An active issue in the RDF 1.2 Working Group is whether to mandate the
syntactic form of language tags.
Currently, in RDF, it says that language tags are compared case
insensitively and also that "Lexical representations of language tags
MAY be converted to lower case." Its actually in RDF semantics as
D-entailment.
The issue has come to prominence because of work on RDF canonicalization
and hashing (RCH) which works on the syntax of graphs. Signing and
Verifiable Credentials than rely on RCH. So syntax matters, not the value.
The language tags RFC 5646 (AKA BCP-47 which is a soft link to the
current latest RFC on the subject) says that
"case distinctions do not carry meaning in language tags"
Canonicalization of Language Tags [2] is different and out of scope - it
means use the preferred names, for example, for countries. That requires
access to the global registry. It is not being considered by RDF 1.,2 WG.
A complication is that the RDF-defined preferred presentation of
language tags is not the same as the RFC. RDF says "lower case".
In the RFC, each subtag has a preferred form. It's "en-US" ,"en-Latn-US"
... The preferred form normalization rules only need the language tag
string.
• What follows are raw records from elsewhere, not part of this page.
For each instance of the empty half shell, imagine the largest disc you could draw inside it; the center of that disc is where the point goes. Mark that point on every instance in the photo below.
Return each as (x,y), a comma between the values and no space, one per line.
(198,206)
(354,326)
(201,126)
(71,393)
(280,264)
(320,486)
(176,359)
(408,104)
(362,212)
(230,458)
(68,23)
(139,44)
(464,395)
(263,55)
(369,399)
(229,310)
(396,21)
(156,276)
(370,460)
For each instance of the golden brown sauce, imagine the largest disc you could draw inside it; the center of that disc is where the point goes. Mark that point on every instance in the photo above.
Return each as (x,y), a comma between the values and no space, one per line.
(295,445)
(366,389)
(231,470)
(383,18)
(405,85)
Different subtags are identified by length, or for the country
part - by being first.
Jena defaults to treating language tags as given.
"abc"@fr and "abc"@FR are different RDF terms.
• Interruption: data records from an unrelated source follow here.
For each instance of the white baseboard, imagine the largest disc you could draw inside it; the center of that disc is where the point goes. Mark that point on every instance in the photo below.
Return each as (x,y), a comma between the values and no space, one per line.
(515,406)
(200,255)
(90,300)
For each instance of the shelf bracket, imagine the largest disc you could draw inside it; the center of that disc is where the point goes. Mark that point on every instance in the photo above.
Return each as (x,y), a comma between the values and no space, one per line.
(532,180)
The Jena parsers have options to choose what to do.
RDFParserBuilder.langTagLowerCase()
RDFParserBuilder.langTagCanonical()
For Jena5:
1/ Do you think Jena should switch to one form?
2a/ Should that be in parsers, setting default to a one form output?
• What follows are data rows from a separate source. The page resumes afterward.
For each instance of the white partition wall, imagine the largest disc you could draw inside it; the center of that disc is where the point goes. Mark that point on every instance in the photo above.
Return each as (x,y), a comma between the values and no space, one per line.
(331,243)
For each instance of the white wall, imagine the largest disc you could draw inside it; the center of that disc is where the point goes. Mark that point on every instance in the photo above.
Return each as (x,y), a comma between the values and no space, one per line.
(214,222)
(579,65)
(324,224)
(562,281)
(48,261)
2b/ Or should all langtags get normalized as the node is created?
2/ Which is your preferred form for RDF 1.2?
2a/ Lower case
2b/ RFC-preferred form
2c/ No change
If Jena changes to have a common format of language tags, persistent
data that has language tags in it will have to be reloaded.
Jena has a LangTag parser, org.apache.jena.riot.web.LangTag.
The current codebase defers to Locale.Builder for normalization in the
JDK but that can be intercepted if the JDK is insufficient without
application involvement.
Andy
RFC 5646
https://datatracker.ietf.org/doc/html/rfc5646
[1] Formatting of language tags:
https://datatracker.ietf.org/doc/html/rfc5646#section-2.1.1
[2] Canonicalization of language tags
https://datatracker.ietf.org/doc/html/rfc5646#page-66
[3]
https://issues.apache.org/jira/browse/JENA-1384